Dokter, heb ik dat kankergen?

Het ontrafelen van de oorzaak van kanker in families met zeldzame erfelijke vormen van kanker, is cruciaal voor de bestrijding van kanker in het algemeen. Het onthult namelijk welke processen belangrijk zijn om het ontstaan van specifieke vormen van kanker te voorkomen. Dit is de kern van de oratie ‘Dokter, heb ik dat kankergen?’ die Johan de Winter, hoogleraar genomica van erfelijke kanker aan VU medisch centrum, op 5 juli uitspreekt.

Veranderingen in ons erfelijk materiaal kunnen kanker veroorzaken. Ze verstoren cellulaire processen, waardoor de celgroei ontregeld raakt en de normale cel wordt omgevormd tot een kankercel. Het gaat hierbij niet om één verandering, maar om verschillende veranderingen, die gedurende het leven ontstaan. Het verwerven van deze DNA-veranderingen is een kansproces en kost tijd. Daardoor zijn kankerpatiënten over het algemeen oud.

Er zijn echter ook mensen die op jonge leeftijd kanker krijgen, omdat er bij de geboorte al een mutatie in het DNA aanwezig is, die zorgt voor een verstoring van een essentieel proces in hun cellen. Hierdoor is de weg naar kanker al heel vroeg ingeslagen en kan kanker zich sneller ontwikkelen dan bij mensen die deze DNA-veranderingen tijdens het leven verwerven. Vaak hebben deze mensen verschillende familieleden met kanker op jonge leeftijd en ontstaat de kanker op meerdere plekken in een specifiek orgaan, bijvoorbeeld de borst of de darm. In dat geval spreken we van erfelijke kanker.

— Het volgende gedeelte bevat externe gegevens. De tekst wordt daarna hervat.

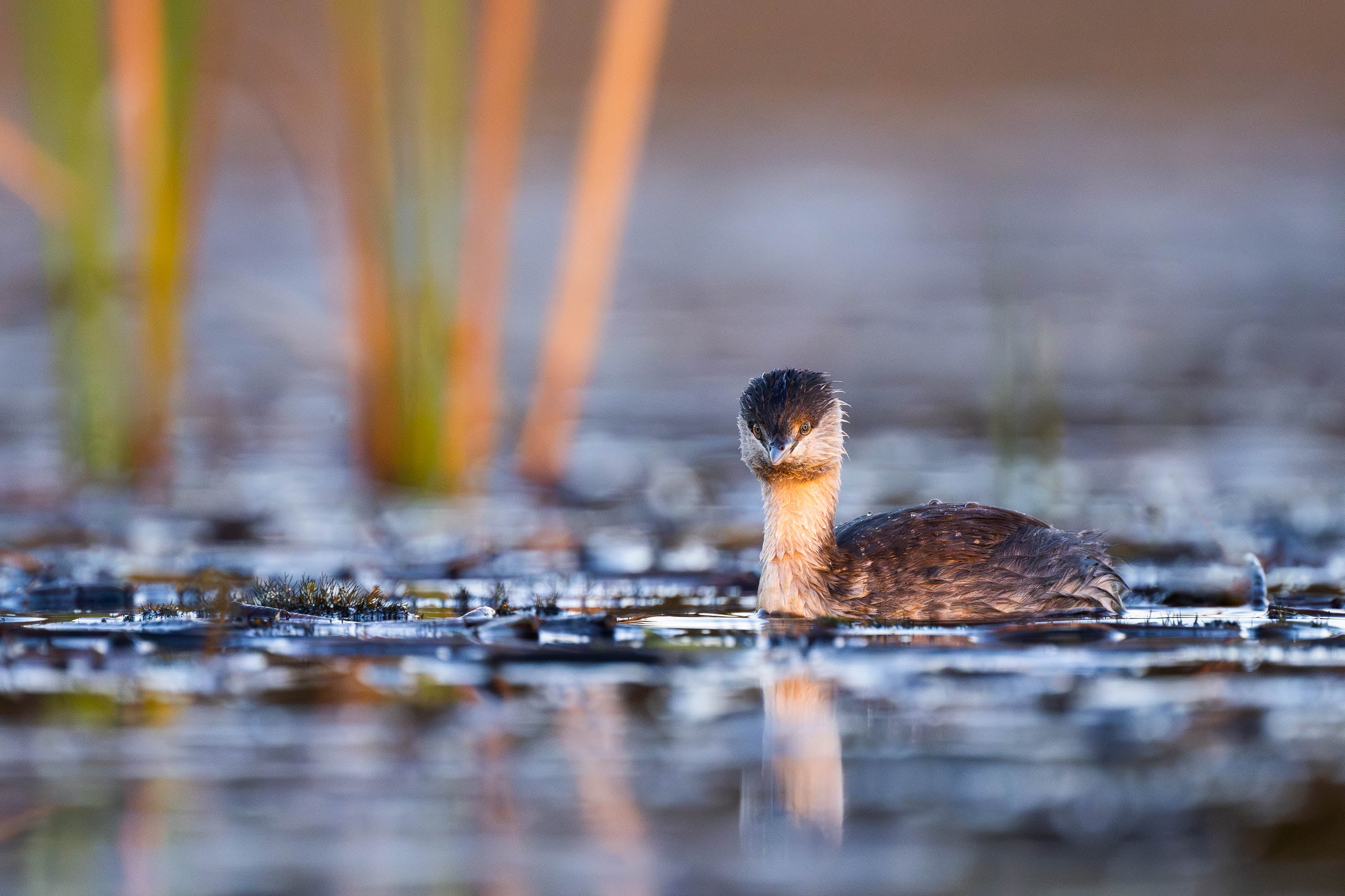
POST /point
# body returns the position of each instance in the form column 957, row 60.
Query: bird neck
column 799, row 544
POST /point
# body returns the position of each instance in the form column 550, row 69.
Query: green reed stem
column 64, row 66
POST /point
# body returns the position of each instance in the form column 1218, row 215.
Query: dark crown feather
column 782, row 397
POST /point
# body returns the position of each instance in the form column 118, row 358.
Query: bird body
column 950, row 563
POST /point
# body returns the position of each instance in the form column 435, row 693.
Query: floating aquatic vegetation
column 326, row 598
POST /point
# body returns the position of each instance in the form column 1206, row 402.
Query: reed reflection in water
column 592, row 730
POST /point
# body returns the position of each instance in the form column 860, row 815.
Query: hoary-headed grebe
column 930, row 563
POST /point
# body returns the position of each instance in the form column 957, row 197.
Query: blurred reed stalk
column 155, row 72
column 1025, row 420
column 400, row 69
column 495, row 138
column 91, row 319
column 619, row 101
column 116, row 413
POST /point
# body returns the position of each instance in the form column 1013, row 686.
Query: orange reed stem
column 619, row 103
column 495, row 142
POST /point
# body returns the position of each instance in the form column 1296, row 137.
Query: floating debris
column 327, row 598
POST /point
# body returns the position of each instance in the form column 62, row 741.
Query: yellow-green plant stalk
column 155, row 61
column 401, row 65
column 91, row 319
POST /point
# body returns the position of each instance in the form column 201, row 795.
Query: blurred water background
column 1086, row 261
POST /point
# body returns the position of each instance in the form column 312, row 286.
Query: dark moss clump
column 326, row 598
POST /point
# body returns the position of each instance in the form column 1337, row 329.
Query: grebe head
column 790, row 425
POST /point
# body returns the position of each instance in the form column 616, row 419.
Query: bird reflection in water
column 803, row 783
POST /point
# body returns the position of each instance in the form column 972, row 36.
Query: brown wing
column 966, row 563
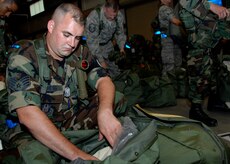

Het ontrafelen van de oorzaak van kanker in dergelijke families onthult welke processen belangrijk zijn om het ontstaan van specifieke vormen van kanker te voorkomen. Een voorbeeld daarvan is het onderzoek naar het Warsaw breakage syndroom door de afdeling klinische genetica van VUmc onder leiding van Johan de Winter. Het uitpluizen van een ziekte met maar één patiënt over de hele wereld bleek niet alleen nieuw inzicht in het proces van celdeling te geven, maar ook in het ontstaan van tumoren.

De processen die defect zijn in deze, vaak zeldzame, erfelijke vormen van kanker, zijn ook aangedaan in een deel van de tumoren in de algemene populatie. Tumoren en cellen van patiënten met een erfelijke aanleg voor kanker zullen ons daarom helpen bij het vinden van nieuwe kankertherapieën, die toepasbaar zijn op een deel van de tumoren in de algemene populatie. Ze kunnen ons leren hoe cellen met een defect in een bepaald proces overleven en wat een goed therapeutisch aangrijpingspunt is voor tumoren met een dergelijk defect.